Tuberculosis (TB) remains the leading cause of mortality due to a bacterial pathogen, Mycobacterium tuberculosis.1 In 2007, there were an estimated 9.27 million cases of TB, and 1.37 million (15%) were also HIV-positive patients, who are more likely to develop active TB.2 Brazil ranks 14th in terms of the total number of incident cases amongst the high-burden countries.2 There were an estimated 0.5 million cases of multidrug-resistant TB (MDR-TB), which is caused by strains resistant to, at least, isoniazid and rifampicin.2 The emergence of extensively drug-resistant (XDR) TB cases, which are found in TB-infected patients whose isolates are MDR and also resistant to a fluoroquinolone and, at least, one second-line injectable agent,2,3 its widespread distribution,4 and unprecedented fatality rate,5 raise the prospect of virtually incurable and deadly TB worldwide.
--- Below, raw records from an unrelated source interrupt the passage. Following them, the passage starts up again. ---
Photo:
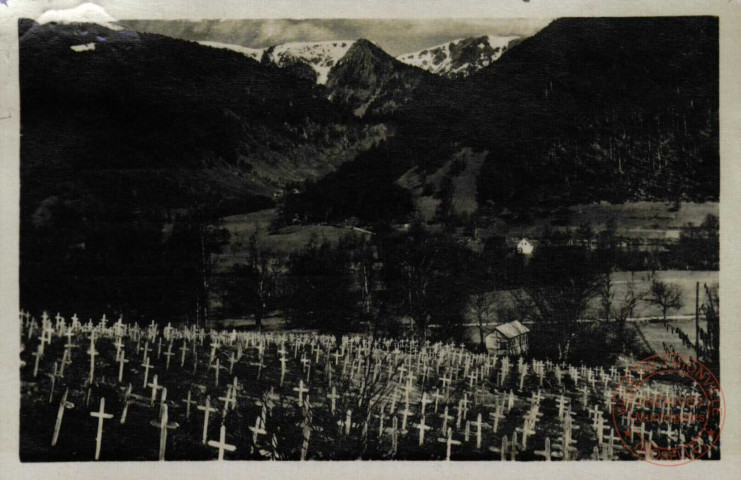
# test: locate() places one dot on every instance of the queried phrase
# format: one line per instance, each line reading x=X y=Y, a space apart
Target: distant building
x=525 y=247
x=508 y=339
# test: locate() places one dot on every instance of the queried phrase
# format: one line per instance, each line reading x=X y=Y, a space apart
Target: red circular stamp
x=669 y=410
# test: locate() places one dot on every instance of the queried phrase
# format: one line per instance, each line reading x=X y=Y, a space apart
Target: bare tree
x=666 y=296
x=482 y=306
x=615 y=314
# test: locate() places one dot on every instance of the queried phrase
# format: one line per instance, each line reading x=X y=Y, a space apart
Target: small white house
x=525 y=247
x=508 y=339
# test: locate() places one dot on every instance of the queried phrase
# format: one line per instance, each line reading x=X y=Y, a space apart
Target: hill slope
x=150 y=120
x=460 y=58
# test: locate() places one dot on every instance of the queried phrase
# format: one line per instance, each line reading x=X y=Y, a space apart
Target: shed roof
x=512 y=329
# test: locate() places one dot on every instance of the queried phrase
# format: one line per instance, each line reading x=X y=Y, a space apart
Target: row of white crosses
x=416 y=365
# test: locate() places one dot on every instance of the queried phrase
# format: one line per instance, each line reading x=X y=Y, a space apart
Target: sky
x=394 y=36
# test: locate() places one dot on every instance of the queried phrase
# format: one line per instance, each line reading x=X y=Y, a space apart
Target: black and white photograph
x=310 y=239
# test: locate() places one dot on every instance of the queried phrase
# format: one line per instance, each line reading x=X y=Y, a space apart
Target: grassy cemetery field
x=112 y=391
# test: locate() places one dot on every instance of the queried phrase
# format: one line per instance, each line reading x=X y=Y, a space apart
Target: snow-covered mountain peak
x=84 y=13
x=320 y=56
x=254 y=53
x=461 y=57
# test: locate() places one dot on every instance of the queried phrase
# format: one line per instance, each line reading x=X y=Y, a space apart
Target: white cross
x=101 y=415
x=221 y=444
x=301 y=390
x=422 y=428
x=450 y=442
x=207 y=409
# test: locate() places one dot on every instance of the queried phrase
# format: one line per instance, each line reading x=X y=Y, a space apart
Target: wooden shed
x=508 y=339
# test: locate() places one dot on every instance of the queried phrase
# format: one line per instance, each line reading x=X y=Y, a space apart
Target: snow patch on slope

The factors that most influence the emergence of drug-resistant strains include inappropriate treatment regimens and patient noncompliance in completing the prescribed courses of therapy due to the lengthy standard "short-course" treatment (isoniazid, rifampicin, pyrazinamide, and ethambutol or streptomycin for two months, followed by a combination of isoniazid and rifampicin for additional four months) or when the side effects become unbearable.6 Moreover, no sustainable control of TB epidemic can be reached in any country without properly addressing this global public health problem, including research as a key component.7M. tuberculosis has been considered the world’s most successful pathogen, and this is largely due to the ability of the bacillum to persist in host tissues, where drugs that are rapidly bactericidal in vitro require prolonged administration to achieve comparable in vivo effects.8 Hence, more effective and less toxic anti-tubercular agents are immediately needed to shorten the duration of current treatment, improve the treatment of drug-resistant TB, and to provide effective treatment of latent TB infection.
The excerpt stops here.